CHP Genel Başkanı Kemal Kılıçdaroğlu, partisinin 34. Olağan Kurultayı'nda partililere seslendi.
Kılıçdaroğlu'nun konuşmasından satır başları:
Sevgili CHPliler değerli yol arkadaşlarım, yabancı misyonun değerli temsilcileri, bize güç veren destek veren sevgili aydınlar sanatçılar ulu bir çınarın gölgesinde 34. kurultayımızı yapıyoruz. bu ulu çınarın adı CHP'dir. Tarihimizle köklerimizle her zaman onur duyduk duyacağız. Milli mücadele kahramanımız başta Mustafa kemal olmak üzere tüm genel başkanlarımızı şükranla anıyorum, onların aziz hatıraları önünde saygıyla eğiliyorum. Biz CHP'liler olarak her zaman görkemli bir tarihe sahip olmaktan onur duyduk. CHP'nin tarihi emperyalizmle mücadelenin tarihidir, bağımsızlığımızın tarihidir. Bütün yurttaşlarımız şunu iyi bilsin ki tam bağımsızlıkçı anti emperyalist duruşumuzdan bir milimetrelik sapma bile yapmayacaktır CHP. CHP kadroları zamanın ruhunu en iyi okuyan kadrolardır.
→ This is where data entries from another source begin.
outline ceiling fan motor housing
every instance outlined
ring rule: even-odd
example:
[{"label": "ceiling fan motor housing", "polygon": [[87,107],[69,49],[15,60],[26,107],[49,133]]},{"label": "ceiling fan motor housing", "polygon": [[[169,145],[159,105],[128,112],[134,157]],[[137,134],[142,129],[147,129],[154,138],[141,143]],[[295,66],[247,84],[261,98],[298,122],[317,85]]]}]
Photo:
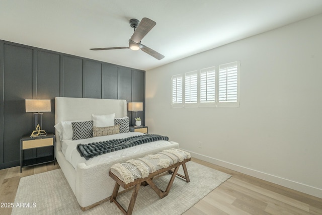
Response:
[{"label": "ceiling fan motor housing", "polygon": [[134,31],[135,29],[137,28],[137,26],[139,25],[139,23],[140,21],[137,20],[136,19],[131,19],[130,20],[130,25],[131,28],[134,29]]}]

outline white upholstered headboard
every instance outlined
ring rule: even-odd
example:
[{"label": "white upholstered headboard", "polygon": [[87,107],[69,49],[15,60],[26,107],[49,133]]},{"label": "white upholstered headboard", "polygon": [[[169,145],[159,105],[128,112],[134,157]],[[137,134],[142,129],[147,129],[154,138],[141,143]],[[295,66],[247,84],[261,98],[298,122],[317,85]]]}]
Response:
[{"label": "white upholstered headboard", "polygon": [[[88,99],[56,97],[55,124],[62,121],[91,120],[92,114],[106,115],[115,113],[115,117],[126,116],[126,100],[122,99]],[[59,134],[56,131],[56,148],[61,150]]]}]

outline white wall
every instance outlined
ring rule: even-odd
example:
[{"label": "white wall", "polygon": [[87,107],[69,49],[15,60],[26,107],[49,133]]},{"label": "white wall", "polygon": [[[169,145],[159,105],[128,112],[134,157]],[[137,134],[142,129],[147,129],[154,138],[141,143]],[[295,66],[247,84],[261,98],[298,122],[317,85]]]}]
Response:
[{"label": "white wall", "polygon": [[[322,198],[321,24],[320,15],[147,71],[149,132],[195,157]],[[171,107],[173,75],[236,60],[240,107]]]}]

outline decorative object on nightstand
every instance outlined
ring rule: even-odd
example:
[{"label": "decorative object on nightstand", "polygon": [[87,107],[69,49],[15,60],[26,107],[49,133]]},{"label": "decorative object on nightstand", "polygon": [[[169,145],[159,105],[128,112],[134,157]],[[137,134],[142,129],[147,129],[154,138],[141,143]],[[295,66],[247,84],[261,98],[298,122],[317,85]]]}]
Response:
[{"label": "decorative object on nightstand", "polygon": [[130,126],[130,132],[140,132],[141,133],[147,134],[147,126],[142,125],[140,127],[136,127],[134,126]]},{"label": "decorative object on nightstand", "polygon": [[141,118],[140,117],[137,117],[137,118],[135,118],[134,119],[135,120],[135,125],[136,125],[137,126],[140,127],[142,124]]},{"label": "decorative object on nightstand", "polygon": [[[26,99],[26,112],[34,113],[35,127],[30,135],[31,137],[44,136],[47,133],[44,130],[41,130],[42,126],[43,113],[41,112],[51,112],[50,99]],[[40,116],[40,122],[38,121],[38,116]]]},{"label": "decorative object on nightstand", "polygon": [[26,135],[20,139],[20,172],[23,167],[55,162],[55,135],[30,137]]},{"label": "decorative object on nightstand", "polygon": [[135,125],[134,120],[136,118],[137,111],[143,110],[143,102],[129,102],[129,111],[133,111],[134,113],[133,125]]}]

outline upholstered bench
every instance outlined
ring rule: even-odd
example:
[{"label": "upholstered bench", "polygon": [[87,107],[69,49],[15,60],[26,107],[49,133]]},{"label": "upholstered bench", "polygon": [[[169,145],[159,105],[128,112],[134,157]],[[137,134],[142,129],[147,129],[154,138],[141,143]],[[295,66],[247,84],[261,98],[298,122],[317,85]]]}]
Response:
[{"label": "upholstered bench", "polygon": [[[132,214],[140,186],[144,183],[150,185],[160,198],[166,196],[171,189],[176,175],[184,178],[187,182],[190,181],[186,166],[186,163],[189,161],[190,158],[189,153],[178,149],[172,149],[155,155],[149,155],[142,158],[132,159],[124,163],[113,165],[109,175],[116,183],[110,201],[114,202],[124,214]],[[181,165],[184,176],[178,174]],[[163,191],[152,180],[155,176],[166,172],[173,175],[166,190]],[[127,211],[116,200],[120,186],[124,189],[134,186]]]}]

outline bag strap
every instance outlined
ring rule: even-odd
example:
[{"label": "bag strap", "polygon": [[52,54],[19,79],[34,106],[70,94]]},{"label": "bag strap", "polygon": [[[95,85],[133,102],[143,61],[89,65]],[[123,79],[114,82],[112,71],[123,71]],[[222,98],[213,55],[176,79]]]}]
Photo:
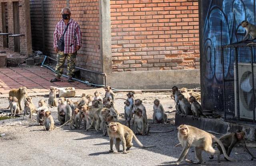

CHP'liler ilkesiz ulusal siyaset yapmazlar. İlkelerim vardır halkın çıkarları üzerine inşa edelmiştir. İlkelerimiz vardır ülkemizin çıkarları üzerine inşa edilmiştir.
'Sosyal demokrasinin temelinde değişim, değişim, değişim vardır'
Sosyal demokratlar toplumda var olan eşitsizlikleri mağduriyetleri gidermek için vardır. Sosyal demokrasinin temelinde değişim, değişim, değişim vardır.
Sormamız gereken soru şu değişimden ne anlıyoruz. Değişim çağdaş uygarlığı yakalamadır. bizim değişimi hedefimiz Atatürk'ün hedeflediği çağdaş uygarlık düzeyidir.
Geldiğimiz süreç entelektüellerin aşağılandığı, onların hapislere atıldığı bir süreç yaşıyoruz. Gelişmiş ülke, kişi başına gelirin en yüksek olduğu ülke değildir. Eğer böyle kabul edilseydi petro dolarları olan ülkeler en gelişmiş ülkeler kabul edilirdi. Gelişmiş ülke bilgi toplumunu özümseyen ülkedir. Onun için üniversite ve eğitim politikamızı yeniden şekillendirmek zorundayız.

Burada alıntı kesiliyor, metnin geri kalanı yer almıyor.